As both a Christian and a conservative, I believe all men are fallen and flawed. The institutions of civilization — Church, family, the law, civil society — help us steer away from our hearts’ jagged shoals. Each of us struggle with our own foibles, and our much more sinister demons — the impulses or attitudes we know to be wrong but cannot exorcise. But out of self-interested careerism, out of love for our families, out of religious obligation, or simply out of a fear of looking at ourselves in the mirror if we fail, we learn, most of the time, to work around the baser angels of our nature.
Then there is the alternative view of Jean-Jacques Rousseau, perhaps the ultimate progenitor of modern leftism. “Rousseau first made it fashionable,” a professor of mine once memorably lectured, “to despise one’s own culture.” Rousseau believed that man’s true character manifests itself in a state of nature — a pre-civilizational state. He wanted to get back to that authentic, primitive expression of our true selves and rejected the constraints and conventions of civilization as impediments to this goal. Hence the modern left’s emphasis on the virtue of “authenticity,” and on the need to escape from the cruel expectations of society in order to liberate our true being.
While some inhibitions are damaging or irrational, most of them are there for a reason. Our inhibitions are part of us and we ignore them — and suppress them, chemically or otherwise — at great peril. Me, I like my inhibitions. They’re part of me, and they usually keep the rest of me out of trouble.
I’VE WANDERED FAR FROM that Santa Monica road where this essay started, but ended up at a curiously political overlook of Gibson’s troubles. If one tends to think that our truest selves emerge only when our social inhibitions are removed, then one sees in Gibson’s drunken self his true and unencumbered self. It is not surprising that Christopher Hitchens, a man of the left, might jump to this conclusion.

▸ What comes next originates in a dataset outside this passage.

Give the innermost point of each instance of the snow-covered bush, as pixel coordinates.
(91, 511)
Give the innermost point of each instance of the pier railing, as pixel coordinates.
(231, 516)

But if one tends to think that our true and higher self is manifested in society, then one sees Gibson’s folly differently. Gibson may, given his upbringing, harbor prejudices that he knows are shameful and wrong. But he ordinarily pushes these evil thoughts out of his mind (after all, it’s not like he has a long track record of anti-Semitic statements) until one fateful evening where alcohol breaks down the barriers he built against them.
Gibson said some truly ugly, awful things and this column is in no way a defense of them. He deserves harsh criticism for his irresponsibility and carelessness, not only in driving drunk and endangering innocent bystanders, but in losing control of his mouth. Either he got drunk and said something stupid that he really never believed at all, or possibly he exposed a shameful part of his soul that should have been cut out or at least quarantined far away from the rest of his life.
Either way, his apology is only the tiniest step toward making things right again. His colleagues in Hollywood and the press are correct to demand he finally and unequivocally answers the questions about his views — completely, and completely sober. Let’s hope he will prove to us that his shame and contrition, not his booze-addled bile, is a product of who he really is.